From the thread title I was going to say “Post Traumatic Stress Disorder” but your example indicates something less survival-related. PTSD is normally associated with physically threatening or scary experiences. Fight or flight type of stuff. With PTSD we’re talking fear, a function of your back brain, which has various parts that do different things. As I understand it, these responses happen in two places, the amygdala (fear) and the hippocampus (memory formation). PTSD is more about a trigger, so in this example it might apply if any images, sounds, or other sensory or symbolic reminders of an amusement park caused renewed feelings of fear, which in turn motivated aversive behavior (avoidance). Fear or anxiety also has physiological responses, like knots in the stomach and rapid heartbeat, etc. Memories formed under duress, or emotional excitation, are much stronger, deeper, and more likely to re-program unconscious behaviors than those formed in calm situations.
The above musing is maybe off topic from the question… however, the only way I’d feel crushed by a hot date trashing my taste in entertainment would ultimately be fear-based. Fear or abandonment, really. And both those responses tie into negative emotions related to feelings of being humiliated or abandoned. Both these feelings are social-related, not directly related to survival. I could see it happening if I really, REALLY liked the person, and was already feeling fluttered (a form of fear, excitement, anxiety, uncertainty) and then they did that. In the social realm, humiliation or loss of status = death, because as a social animal if you are ostracized from your band, shunned from the herd, cast out into the wilderness, your chances of survival are slim.

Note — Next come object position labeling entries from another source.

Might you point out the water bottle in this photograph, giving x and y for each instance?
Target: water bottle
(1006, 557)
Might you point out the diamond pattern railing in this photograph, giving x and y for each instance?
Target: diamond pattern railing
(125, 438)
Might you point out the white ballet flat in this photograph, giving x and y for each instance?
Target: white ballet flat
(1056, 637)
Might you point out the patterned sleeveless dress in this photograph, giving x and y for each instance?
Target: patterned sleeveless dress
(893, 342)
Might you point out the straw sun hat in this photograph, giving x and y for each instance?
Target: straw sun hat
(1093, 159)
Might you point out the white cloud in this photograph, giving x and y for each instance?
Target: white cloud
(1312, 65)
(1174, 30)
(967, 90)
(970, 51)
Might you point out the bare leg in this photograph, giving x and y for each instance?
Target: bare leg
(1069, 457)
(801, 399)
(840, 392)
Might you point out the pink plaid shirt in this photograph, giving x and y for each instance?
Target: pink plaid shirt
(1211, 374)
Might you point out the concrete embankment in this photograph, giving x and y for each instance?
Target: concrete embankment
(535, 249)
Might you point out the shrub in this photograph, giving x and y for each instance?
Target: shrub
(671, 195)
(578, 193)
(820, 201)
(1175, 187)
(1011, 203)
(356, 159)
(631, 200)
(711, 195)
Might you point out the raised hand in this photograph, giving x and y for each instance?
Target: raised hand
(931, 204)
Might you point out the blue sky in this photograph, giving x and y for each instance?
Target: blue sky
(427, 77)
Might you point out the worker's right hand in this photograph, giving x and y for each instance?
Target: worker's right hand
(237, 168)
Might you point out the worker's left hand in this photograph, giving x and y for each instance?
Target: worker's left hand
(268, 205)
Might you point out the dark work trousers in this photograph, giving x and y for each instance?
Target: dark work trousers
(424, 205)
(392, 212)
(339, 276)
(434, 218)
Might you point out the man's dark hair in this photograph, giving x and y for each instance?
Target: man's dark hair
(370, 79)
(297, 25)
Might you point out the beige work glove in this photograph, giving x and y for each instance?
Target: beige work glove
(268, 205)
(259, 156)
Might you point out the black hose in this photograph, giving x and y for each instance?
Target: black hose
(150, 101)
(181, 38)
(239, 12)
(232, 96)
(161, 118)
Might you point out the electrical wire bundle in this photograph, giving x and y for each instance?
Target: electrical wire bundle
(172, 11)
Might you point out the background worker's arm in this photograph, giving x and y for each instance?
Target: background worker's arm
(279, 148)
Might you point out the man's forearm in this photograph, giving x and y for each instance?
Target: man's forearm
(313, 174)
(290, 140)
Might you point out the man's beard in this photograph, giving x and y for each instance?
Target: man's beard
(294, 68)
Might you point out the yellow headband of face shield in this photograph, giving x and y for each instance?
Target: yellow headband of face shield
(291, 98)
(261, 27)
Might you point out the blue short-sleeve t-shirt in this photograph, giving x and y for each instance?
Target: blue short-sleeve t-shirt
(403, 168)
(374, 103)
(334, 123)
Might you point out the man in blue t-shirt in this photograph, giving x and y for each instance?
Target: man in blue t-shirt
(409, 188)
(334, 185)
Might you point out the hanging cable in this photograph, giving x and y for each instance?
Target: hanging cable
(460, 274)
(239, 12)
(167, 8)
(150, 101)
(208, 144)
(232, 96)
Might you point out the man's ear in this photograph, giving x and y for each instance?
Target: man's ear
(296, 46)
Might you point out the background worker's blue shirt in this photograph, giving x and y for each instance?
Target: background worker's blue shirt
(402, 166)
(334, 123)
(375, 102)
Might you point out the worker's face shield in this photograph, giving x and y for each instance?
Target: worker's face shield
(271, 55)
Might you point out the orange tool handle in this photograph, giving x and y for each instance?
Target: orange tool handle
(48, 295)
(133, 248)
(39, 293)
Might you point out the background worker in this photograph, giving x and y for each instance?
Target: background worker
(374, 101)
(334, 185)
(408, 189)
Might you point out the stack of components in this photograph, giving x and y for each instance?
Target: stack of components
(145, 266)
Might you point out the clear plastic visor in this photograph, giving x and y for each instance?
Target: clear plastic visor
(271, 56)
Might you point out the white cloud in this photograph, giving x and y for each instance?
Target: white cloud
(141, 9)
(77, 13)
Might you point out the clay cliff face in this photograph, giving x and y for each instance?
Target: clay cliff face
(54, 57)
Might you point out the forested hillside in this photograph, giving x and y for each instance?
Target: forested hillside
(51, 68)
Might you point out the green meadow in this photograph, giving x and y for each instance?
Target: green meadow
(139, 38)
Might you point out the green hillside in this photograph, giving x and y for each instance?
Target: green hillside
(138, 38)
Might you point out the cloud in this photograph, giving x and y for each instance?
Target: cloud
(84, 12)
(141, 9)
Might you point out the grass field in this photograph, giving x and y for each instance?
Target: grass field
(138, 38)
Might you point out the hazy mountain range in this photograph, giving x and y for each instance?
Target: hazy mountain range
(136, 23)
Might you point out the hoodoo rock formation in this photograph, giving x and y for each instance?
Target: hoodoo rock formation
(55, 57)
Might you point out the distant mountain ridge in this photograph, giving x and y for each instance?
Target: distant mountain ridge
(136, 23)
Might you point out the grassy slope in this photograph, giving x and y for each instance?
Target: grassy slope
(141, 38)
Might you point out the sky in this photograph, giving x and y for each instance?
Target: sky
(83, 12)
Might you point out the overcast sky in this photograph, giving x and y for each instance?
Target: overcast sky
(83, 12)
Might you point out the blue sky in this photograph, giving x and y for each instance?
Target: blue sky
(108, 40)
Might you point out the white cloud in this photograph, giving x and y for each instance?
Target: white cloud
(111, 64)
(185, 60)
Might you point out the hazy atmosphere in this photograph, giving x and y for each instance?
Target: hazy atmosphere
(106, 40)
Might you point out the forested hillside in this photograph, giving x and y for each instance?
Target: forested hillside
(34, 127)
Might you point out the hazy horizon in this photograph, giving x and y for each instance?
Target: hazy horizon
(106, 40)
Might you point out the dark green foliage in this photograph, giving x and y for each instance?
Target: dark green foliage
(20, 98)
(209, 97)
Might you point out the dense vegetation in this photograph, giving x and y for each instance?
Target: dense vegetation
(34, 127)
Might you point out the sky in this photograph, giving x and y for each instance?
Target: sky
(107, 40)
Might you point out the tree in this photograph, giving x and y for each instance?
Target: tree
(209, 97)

Another example could be an audition where you really wanted that part, had tons of stage fright, and the audition team booed you, mocked you, humiliated you in front of a large crowd of people. Awful. It takes a lot of determination to keep going back and auditioning for other parts after that. But that’s what you have to do. For the amusement parks, same thing. You have to determine that one jerky remark is not going to take your fun away and then go back with a trusted friend, have a great time, and over-write that bad memory with a better one that you make yourself.
Sorry if this is a tangent, or off topic, or wasn’t your question.